B. Section 18- Conditions Applying to Projects That May Affect Fish Passage
Section 18 of the Federal Power Act states that FERC “shall require the construction, maintenance, and operation by a licensee at its own expenses of such…fishways as may be prescribed by the Secretary of the Interior or the Secretary of Commerce, as appropriate.” 16 U.S.C. § 811. The federal fish agency may prescribe a fishway that, in its judgment, is necessary to maintain all life stages of the fish impacted by the project.
The prescription is limited to
- Physical structures, facilities, or devices necessary for such protection; and
- Project operations and measures related to structures, facilities, or devices necessary to ensure effectiveness.
These conditions may be applied in the FERC license or FERC may reserve its authority to include a fishway prescription in the future.
C. Section 10(j)- Requirement to Solicit Recommendations from Other Agencies
Amendments to the Act in 1986 added an additional requirement that FERC consider both power and non-power resources, and to solicit recommendations on license conditions from the U.S. Department of Commerce’s National Marine Fisheries Service, the U.S. Department of Interior’s U.S. Fish and Wildlife Service, and state fish and wildlife agencies. 16 U.S.C. § 803(j) (known as 10(j) recommendations).
FERC must give deference to these recommended conditions but can still alter or reject them by following prescribed procedures.

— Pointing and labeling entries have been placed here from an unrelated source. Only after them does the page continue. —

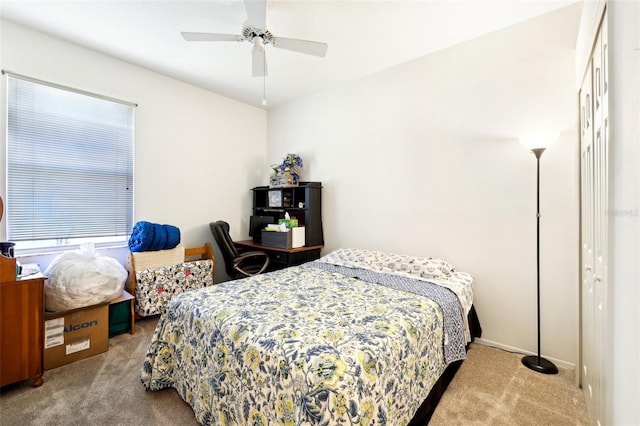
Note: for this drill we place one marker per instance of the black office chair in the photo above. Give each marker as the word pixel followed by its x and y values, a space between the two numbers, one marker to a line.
pixel 238 264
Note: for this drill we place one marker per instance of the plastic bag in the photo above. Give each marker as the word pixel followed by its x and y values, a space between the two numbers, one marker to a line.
pixel 82 278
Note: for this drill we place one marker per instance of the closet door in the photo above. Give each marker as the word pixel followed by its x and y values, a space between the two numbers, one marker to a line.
pixel 587 292
pixel 594 151
pixel 601 218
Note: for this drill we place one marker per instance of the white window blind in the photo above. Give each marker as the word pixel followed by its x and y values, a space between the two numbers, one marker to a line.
pixel 69 165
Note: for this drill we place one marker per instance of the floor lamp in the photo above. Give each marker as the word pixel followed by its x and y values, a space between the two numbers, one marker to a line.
pixel 537 144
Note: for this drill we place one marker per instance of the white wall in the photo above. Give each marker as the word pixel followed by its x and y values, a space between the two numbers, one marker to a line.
pixel 624 294
pixel 424 159
pixel 197 154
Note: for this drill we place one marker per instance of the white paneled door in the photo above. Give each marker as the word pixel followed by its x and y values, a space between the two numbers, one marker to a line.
pixel 594 158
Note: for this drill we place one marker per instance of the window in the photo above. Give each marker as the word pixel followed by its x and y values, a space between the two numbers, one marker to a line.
pixel 69 166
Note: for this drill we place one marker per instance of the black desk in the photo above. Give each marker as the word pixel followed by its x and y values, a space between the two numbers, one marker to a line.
pixel 282 258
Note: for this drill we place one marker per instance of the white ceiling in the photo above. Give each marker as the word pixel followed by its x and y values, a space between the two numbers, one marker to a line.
pixel 364 37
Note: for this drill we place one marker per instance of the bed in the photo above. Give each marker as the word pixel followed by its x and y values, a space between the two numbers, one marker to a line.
pixel 356 337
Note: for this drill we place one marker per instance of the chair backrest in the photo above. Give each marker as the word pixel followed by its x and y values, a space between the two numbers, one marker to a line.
pixel 220 231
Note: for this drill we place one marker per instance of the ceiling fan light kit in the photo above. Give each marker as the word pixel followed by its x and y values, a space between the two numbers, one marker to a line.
pixel 256 32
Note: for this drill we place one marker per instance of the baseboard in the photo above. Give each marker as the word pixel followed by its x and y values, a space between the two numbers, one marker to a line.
pixel 558 362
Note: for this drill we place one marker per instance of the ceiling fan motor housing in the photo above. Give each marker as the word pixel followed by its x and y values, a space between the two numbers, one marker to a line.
pixel 250 33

A section 10(j) recommendation need not be included in a FERC license as opposed to a Section 4(d) or Section 18 requirement outlined above.

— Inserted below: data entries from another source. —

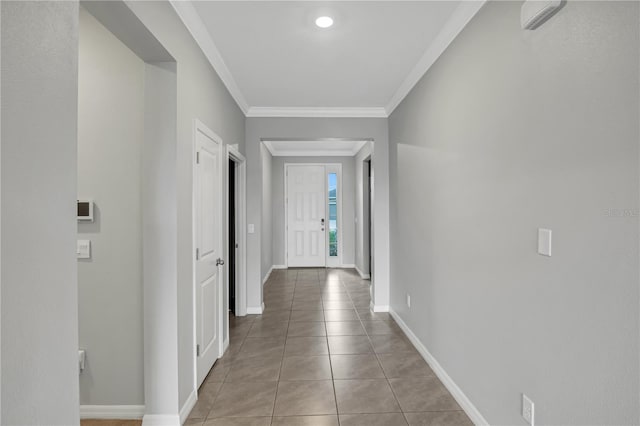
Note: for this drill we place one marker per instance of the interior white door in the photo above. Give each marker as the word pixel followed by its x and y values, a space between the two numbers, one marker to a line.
pixel 306 216
pixel 208 194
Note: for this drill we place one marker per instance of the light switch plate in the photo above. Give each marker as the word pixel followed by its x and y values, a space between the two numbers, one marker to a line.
pixel 83 249
pixel 544 241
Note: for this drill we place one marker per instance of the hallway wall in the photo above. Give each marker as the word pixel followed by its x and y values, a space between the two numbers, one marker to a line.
pixel 202 95
pixel 110 138
pixel 508 132
pixel 39 50
pixel 314 128
pixel 348 205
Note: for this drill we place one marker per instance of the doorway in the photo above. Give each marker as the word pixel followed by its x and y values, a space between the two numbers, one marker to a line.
pixel 313 215
pixel 209 252
pixel 233 245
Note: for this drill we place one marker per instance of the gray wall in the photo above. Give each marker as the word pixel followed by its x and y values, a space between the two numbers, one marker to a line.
pixel 110 138
pixel 202 95
pixel 314 128
pixel 348 205
pixel 267 210
pixel 39 273
pixel 510 131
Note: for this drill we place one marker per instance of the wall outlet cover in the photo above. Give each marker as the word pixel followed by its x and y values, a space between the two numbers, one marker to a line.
pixel 527 409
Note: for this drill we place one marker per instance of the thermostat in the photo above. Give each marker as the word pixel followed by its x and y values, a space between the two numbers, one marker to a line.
pixel 85 210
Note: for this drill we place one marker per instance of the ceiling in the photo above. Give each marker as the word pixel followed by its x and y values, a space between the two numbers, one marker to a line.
pixel 276 62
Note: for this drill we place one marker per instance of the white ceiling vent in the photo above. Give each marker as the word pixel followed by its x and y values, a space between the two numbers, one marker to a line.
pixel 535 12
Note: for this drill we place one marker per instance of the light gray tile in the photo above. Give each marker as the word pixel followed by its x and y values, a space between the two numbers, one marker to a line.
pixel 423 394
pixel 356 367
pixel 439 418
pixel 380 419
pixel 305 421
pixel 339 345
pixel 305 398
pixel 306 368
pixel 365 396
pixel 404 365
pixel 296 346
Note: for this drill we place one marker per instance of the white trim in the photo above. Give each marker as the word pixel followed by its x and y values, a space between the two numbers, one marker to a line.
pixel 464 402
pixel 252 310
pixel 379 308
pixel 199 126
pixel 362 275
pixel 191 19
pixel 318 112
pixel 454 26
pixel 241 228
pixel 188 406
pixel 357 146
pixel 266 277
pixel 119 412
pixel 161 420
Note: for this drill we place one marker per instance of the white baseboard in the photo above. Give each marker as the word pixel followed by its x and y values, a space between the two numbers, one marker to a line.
pixel 255 310
pixel 362 274
pixel 379 308
pixel 161 420
pixel 448 382
pixel 266 278
pixel 116 412
pixel 188 406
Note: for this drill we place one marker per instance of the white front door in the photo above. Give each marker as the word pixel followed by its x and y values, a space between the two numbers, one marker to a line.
pixel 306 215
pixel 208 239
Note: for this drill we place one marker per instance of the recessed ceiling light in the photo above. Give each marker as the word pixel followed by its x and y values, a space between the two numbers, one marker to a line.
pixel 324 21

D. Section 10(a)- Giving Equal Consideration to Non-Power Values
In the 1986 amendments to the Act, Congress also broadened the scope of FERC’s duties, requiring the Commission to “give equal consideration to the purposes of energy conservation, the protection, mitigation of damage to, and enhancement of, fish and wildlife (including related spawning grounds and habitat), the protection of recreational opportunities, and the preservation of other aspects of environmental quality.” 16 U.S.C. § 801(a)(1) (Section 10(a)(1)). Thus, the Act obligates FERC to give equal consideration to non-power values.
IV. THE LICENSING PROCESS
The general timeline for the standard licensing process is as follows:
- Five years before its license expires, a utility notifies FERC that it intends to seek a new license. It then develops an application that provides important data on the environmental and recreational impacts of its dam(s) and identifies areas for further study. Extensive research then begins.
- Two years before its license expires, a utility submits a formal application to FERC detailing how the utility proposes to operate its dam(s). Other government agencies and citizens groups can comment on this application and recommend, and in some cases require, conditions for dam operations. The Commission then conducts an environmental impact statement.
- FERC approves the license if it is deemed “in the public interest.” The license must protect fish and wildlife, meet water quality standards, provide fish passage if necessary, protect surrounding lands, and improve recreation opportunities. The final license decision can be appealed to FERC, and then beyond to federal courts.
Because FERC licenses are issued for terms between 30-50 years, relicensing is characterized as a “once in a lifetime” opportunity to restore many of the environmental and social values that characterized a river prior to existence of a dam. The Federal Power Act’s requirements to including consideration of public and environmental values in licensing proceedings has provided river advocates with a major tool for conservation and restoration. Since 1993, more than 400 projects have been relicensed.